Separately, a three-storey building collapsed due to rain-thundershowers in Azad Kashmir’s Mirpur. The building was declared dilapidated a year ago whereas no loss of life has been reported.

Earlier, torrential rains had killed at least nine people including children in southwestern Pakistan this week, disaster management officials said.

The deaths occurred during the last 48 hours in different parts of the oil and gas rich Balochistan province that borders Iran and Afghanistan.

Zahid Saleem, chief of the province’s disaster management authority said four children and a woman were killed Friday after a roof caved in due to heavy rains in Sheerani district.

According to Met Office, widespread rain-thundershower accompanied by strong gusty winds is expected in upper Khyber Pakhtunkhwa (Malakand, Hazara, Peshawar, Mardan, Kohat divisions), upper Punjab (Sargodha, Rawalpindi, Gujranwala, Lahore divisions), Islamabad, FATA, Gilgit-Baltistan and Kashmir with isolated hailstorm.

Scattered heavy downpours at times very heavy is expected in upper Khyber Pakhtunkhwa (Malakand, Hazara, Peshawar, Mardan, Kohat divisions) , FATA, Kashmir, Islamabad, Rawalpindi, Gujranwala, and Lahore divisions.
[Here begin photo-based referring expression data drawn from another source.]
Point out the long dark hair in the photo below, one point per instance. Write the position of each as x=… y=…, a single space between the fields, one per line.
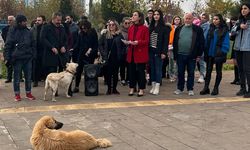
x=160 y=24
x=241 y=16
x=141 y=15
x=222 y=29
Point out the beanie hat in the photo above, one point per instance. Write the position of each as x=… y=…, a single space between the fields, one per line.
x=20 y=18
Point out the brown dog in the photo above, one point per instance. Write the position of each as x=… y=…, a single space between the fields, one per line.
x=64 y=79
x=46 y=137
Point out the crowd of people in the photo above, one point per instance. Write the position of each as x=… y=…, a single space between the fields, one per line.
x=130 y=50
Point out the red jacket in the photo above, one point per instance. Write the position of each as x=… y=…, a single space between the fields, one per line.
x=140 y=50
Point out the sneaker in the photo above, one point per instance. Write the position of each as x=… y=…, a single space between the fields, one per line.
x=17 y=97
x=247 y=95
x=35 y=84
x=30 y=96
x=191 y=93
x=123 y=83
x=76 y=90
x=7 y=81
x=201 y=79
x=172 y=79
x=177 y=92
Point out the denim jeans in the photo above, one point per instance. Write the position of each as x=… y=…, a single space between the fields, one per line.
x=202 y=67
x=155 y=62
x=183 y=62
x=172 y=67
x=24 y=65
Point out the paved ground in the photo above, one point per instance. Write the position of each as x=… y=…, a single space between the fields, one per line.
x=151 y=122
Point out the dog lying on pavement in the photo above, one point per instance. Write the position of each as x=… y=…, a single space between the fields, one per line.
x=45 y=136
x=63 y=79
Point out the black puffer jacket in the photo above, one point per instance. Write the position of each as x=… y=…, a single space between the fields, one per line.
x=20 y=44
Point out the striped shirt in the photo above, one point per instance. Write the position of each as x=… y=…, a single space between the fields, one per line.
x=153 y=39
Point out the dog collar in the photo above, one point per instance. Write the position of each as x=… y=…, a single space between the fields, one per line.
x=70 y=72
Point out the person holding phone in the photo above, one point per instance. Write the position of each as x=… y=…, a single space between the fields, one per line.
x=137 y=56
x=242 y=49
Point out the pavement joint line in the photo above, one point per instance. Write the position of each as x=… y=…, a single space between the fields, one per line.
x=110 y=105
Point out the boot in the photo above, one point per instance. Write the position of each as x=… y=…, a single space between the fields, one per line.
x=247 y=95
x=242 y=90
x=205 y=91
x=157 y=88
x=215 y=91
x=153 y=88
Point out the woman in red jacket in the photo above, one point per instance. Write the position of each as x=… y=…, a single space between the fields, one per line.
x=137 y=56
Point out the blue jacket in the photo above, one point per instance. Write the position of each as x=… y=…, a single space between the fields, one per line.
x=197 y=45
x=224 y=46
x=242 y=39
x=205 y=28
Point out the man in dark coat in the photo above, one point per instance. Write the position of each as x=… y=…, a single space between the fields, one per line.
x=38 y=71
x=19 y=51
x=11 y=22
x=54 y=40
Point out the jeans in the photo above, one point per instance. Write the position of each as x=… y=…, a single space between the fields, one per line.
x=244 y=67
x=202 y=67
x=24 y=65
x=183 y=62
x=172 y=67
x=210 y=65
x=137 y=75
x=155 y=62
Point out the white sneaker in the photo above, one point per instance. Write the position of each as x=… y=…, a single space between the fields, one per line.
x=177 y=92
x=201 y=79
x=172 y=79
x=191 y=93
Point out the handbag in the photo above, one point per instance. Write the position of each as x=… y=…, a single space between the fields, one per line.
x=220 y=56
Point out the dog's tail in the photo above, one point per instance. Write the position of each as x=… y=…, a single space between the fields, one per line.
x=103 y=143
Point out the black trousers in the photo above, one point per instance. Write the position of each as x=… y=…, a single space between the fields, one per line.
x=79 y=70
x=9 y=71
x=137 y=75
x=164 y=67
x=244 y=67
x=218 y=65
x=112 y=75
x=38 y=70
x=124 y=70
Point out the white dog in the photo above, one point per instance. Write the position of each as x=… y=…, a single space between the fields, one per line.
x=63 y=79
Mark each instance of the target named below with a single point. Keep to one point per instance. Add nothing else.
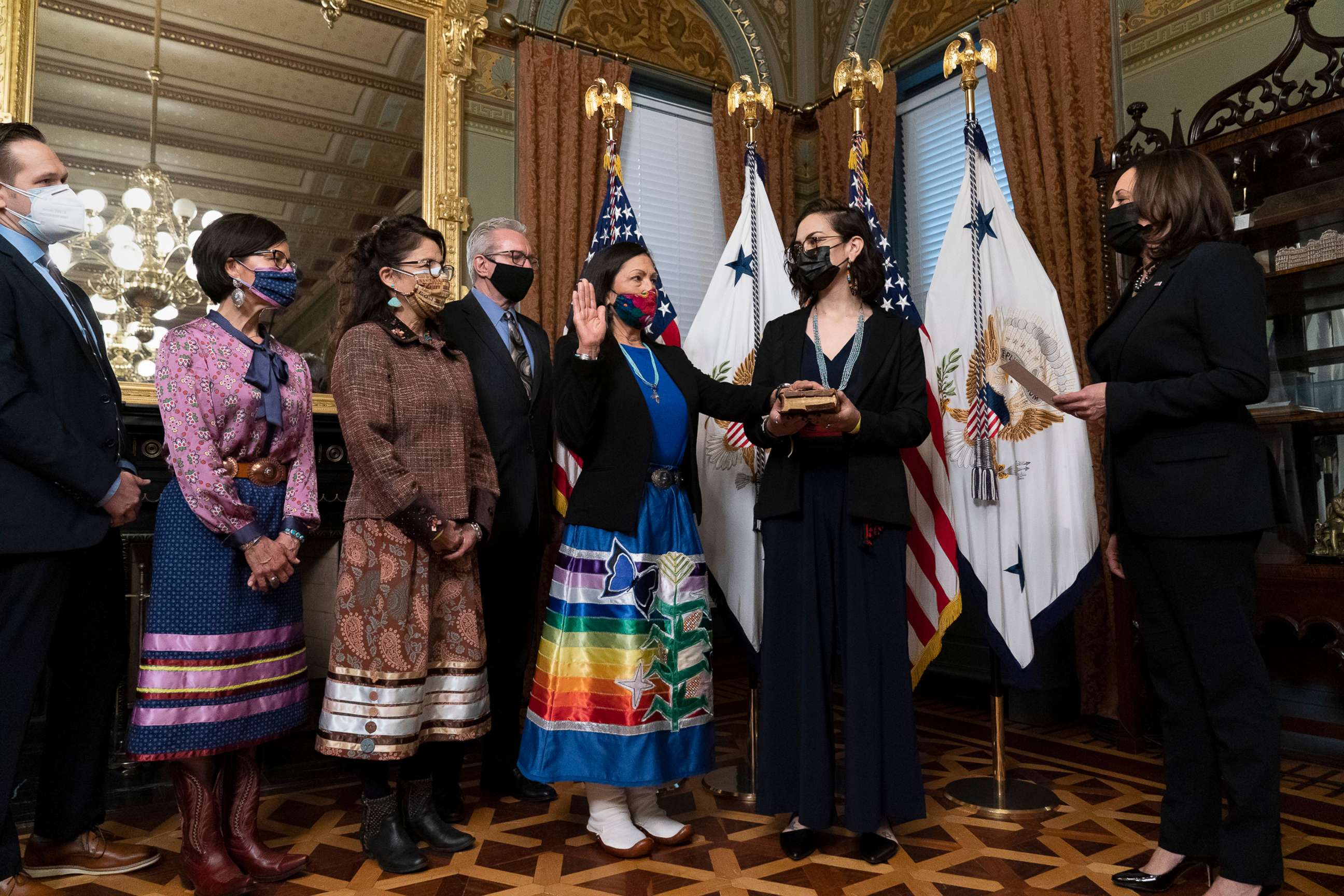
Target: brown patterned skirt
(408, 661)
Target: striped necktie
(518, 348)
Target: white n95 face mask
(57, 213)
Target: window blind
(933, 143)
(667, 159)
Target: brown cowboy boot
(239, 792)
(206, 865)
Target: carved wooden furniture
(1277, 136)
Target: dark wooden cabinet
(1280, 147)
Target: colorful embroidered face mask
(636, 310)
(276, 287)
(430, 293)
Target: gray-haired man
(511, 362)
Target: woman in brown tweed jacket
(407, 679)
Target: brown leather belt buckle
(267, 472)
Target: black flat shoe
(799, 844)
(512, 783)
(875, 848)
(1141, 881)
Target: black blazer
(61, 426)
(1182, 359)
(889, 393)
(519, 430)
(601, 415)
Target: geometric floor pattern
(1108, 821)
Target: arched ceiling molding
(733, 23)
(905, 26)
(866, 26)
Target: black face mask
(1124, 233)
(512, 281)
(815, 271)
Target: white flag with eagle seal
(750, 288)
(1022, 474)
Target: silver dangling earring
(239, 296)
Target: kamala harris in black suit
(65, 491)
(511, 365)
(1191, 487)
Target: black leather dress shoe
(875, 848)
(512, 783)
(799, 844)
(1144, 883)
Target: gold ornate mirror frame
(452, 29)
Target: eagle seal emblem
(1011, 413)
(726, 444)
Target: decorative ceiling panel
(674, 34)
(261, 108)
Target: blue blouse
(667, 414)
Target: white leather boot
(650, 817)
(609, 820)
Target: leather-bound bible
(809, 401)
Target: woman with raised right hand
(623, 691)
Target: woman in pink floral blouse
(222, 661)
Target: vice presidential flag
(1022, 477)
(614, 225)
(932, 594)
(750, 288)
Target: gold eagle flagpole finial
(963, 53)
(852, 74)
(754, 104)
(601, 97)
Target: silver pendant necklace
(635, 369)
(848, 363)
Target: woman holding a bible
(834, 516)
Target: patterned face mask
(636, 310)
(277, 287)
(430, 293)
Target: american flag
(933, 599)
(614, 225)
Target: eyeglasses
(811, 244)
(433, 269)
(515, 258)
(280, 260)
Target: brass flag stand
(738, 779)
(996, 795)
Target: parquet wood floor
(1108, 821)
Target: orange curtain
(1049, 106)
(559, 167)
(835, 121)
(775, 146)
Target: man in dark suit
(511, 363)
(66, 488)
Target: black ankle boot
(386, 842)
(423, 821)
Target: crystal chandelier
(137, 264)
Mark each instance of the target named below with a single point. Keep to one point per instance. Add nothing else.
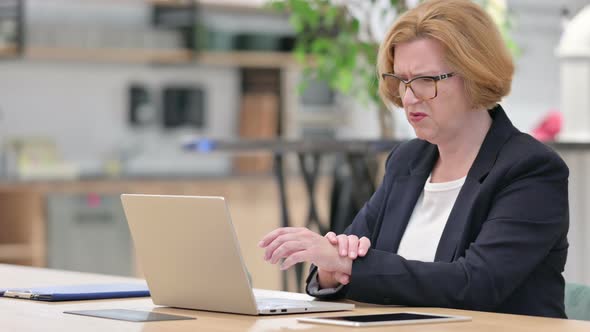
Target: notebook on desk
(78, 292)
(191, 258)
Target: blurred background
(233, 98)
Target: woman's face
(444, 117)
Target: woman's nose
(409, 97)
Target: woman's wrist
(326, 279)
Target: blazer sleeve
(362, 225)
(527, 218)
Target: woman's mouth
(416, 116)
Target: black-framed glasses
(423, 87)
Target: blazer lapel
(404, 194)
(457, 223)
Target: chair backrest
(577, 301)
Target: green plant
(334, 46)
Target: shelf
(258, 59)
(10, 50)
(15, 252)
(255, 59)
(108, 55)
(215, 4)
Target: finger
(268, 238)
(364, 245)
(285, 250)
(343, 244)
(331, 236)
(353, 244)
(297, 257)
(342, 278)
(278, 241)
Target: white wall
(83, 107)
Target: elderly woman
(472, 214)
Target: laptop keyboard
(270, 303)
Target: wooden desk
(24, 315)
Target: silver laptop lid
(189, 253)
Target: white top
(424, 229)
(429, 219)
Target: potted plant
(337, 42)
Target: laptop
(190, 256)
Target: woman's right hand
(348, 245)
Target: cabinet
(88, 233)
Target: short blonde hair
(474, 48)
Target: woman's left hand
(299, 244)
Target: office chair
(577, 301)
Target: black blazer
(504, 246)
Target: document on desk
(78, 292)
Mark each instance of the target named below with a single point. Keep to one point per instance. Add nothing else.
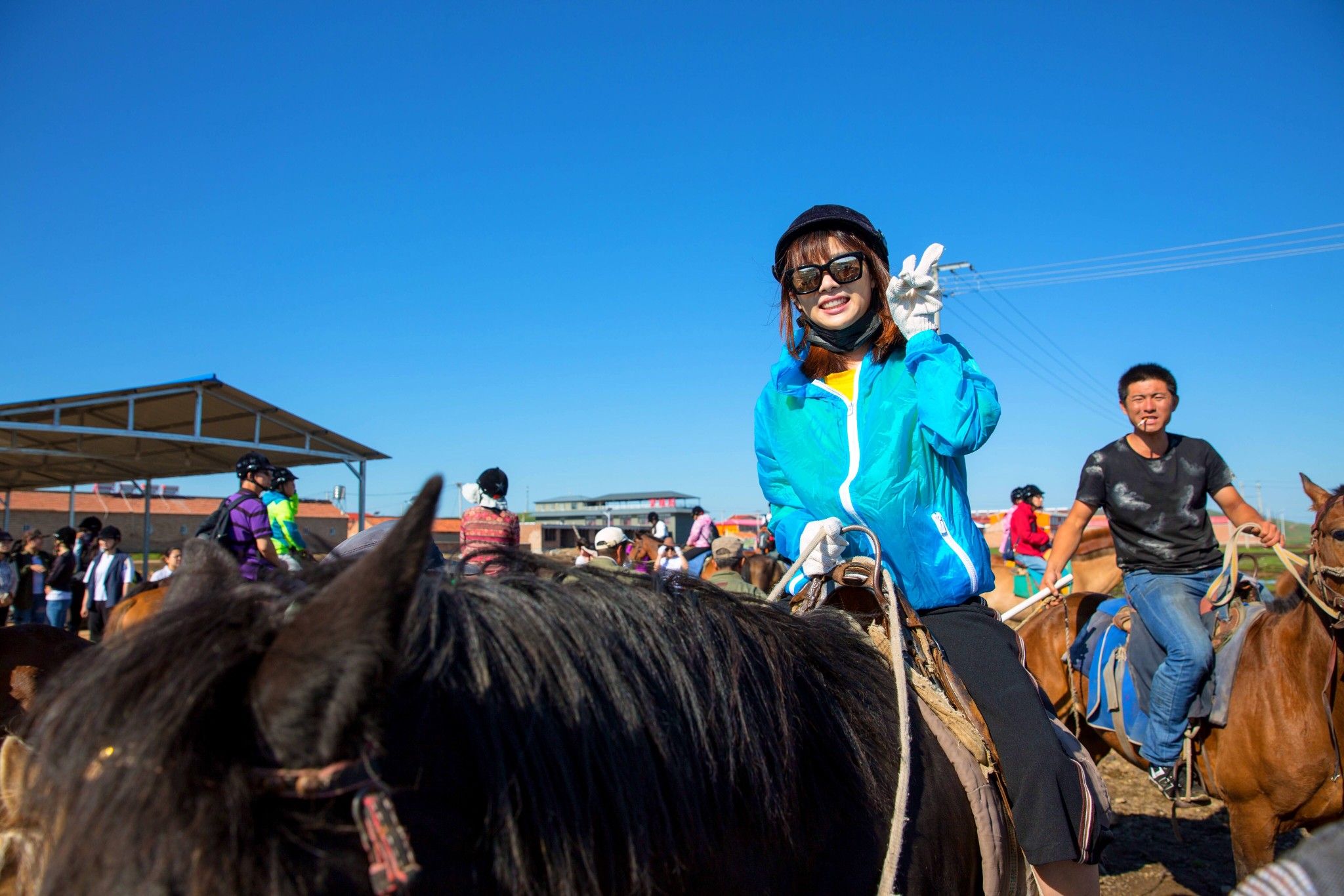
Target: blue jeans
(57, 613)
(1035, 570)
(1168, 603)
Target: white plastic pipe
(1037, 598)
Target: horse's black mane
(608, 727)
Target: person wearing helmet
(488, 523)
(105, 582)
(1005, 546)
(85, 551)
(282, 501)
(60, 584)
(658, 527)
(249, 524)
(1028, 542)
(867, 419)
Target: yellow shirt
(842, 382)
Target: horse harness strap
(1221, 590)
(391, 861)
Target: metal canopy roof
(156, 432)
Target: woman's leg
(1054, 813)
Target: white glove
(827, 554)
(914, 295)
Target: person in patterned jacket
(490, 523)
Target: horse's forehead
(1334, 515)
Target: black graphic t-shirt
(1156, 507)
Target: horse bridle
(391, 861)
(1316, 571)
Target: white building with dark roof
(568, 518)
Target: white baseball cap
(609, 538)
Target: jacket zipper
(852, 436)
(956, 548)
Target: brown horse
(694, 742)
(757, 569)
(644, 548)
(1093, 565)
(137, 607)
(1276, 765)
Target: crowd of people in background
(73, 584)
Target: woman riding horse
(866, 419)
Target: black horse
(543, 731)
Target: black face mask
(847, 339)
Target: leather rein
(391, 861)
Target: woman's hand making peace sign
(914, 295)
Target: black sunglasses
(843, 269)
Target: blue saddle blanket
(1096, 647)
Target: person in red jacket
(1028, 543)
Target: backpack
(215, 528)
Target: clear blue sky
(539, 235)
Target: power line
(1171, 249)
(1167, 268)
(1080, 398)
(1037, 333)
(1169, 260)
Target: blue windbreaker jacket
(891, 460)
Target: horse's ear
(14, 767)
(327, 666)
(1314, 492)
(206, 569)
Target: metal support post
(363, 476)
(146, 562)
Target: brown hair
(815, 249)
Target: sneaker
(1164, 779)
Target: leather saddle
(851, 587)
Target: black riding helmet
(250, 462)
(494, 483)
(831, 218)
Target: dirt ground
(1145, 856)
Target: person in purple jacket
(249, 525)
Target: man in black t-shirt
(1154, 487)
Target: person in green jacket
(727, 558)
(282, 502)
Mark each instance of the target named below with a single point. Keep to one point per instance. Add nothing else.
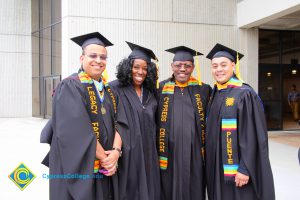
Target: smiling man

Dry weather is expected in Sindh and Balochistan during the next 24 hours.

Every year Pakistan is hit by severe weather patterns, which have killed hundreds and wiped out millions of acres of prime farmland in recent years, harming the heavily agrarian economy.

During the rainy season last summer, torrential downpours and flooding killed 81 people and affected almost 300,000 Pakistanis across the country.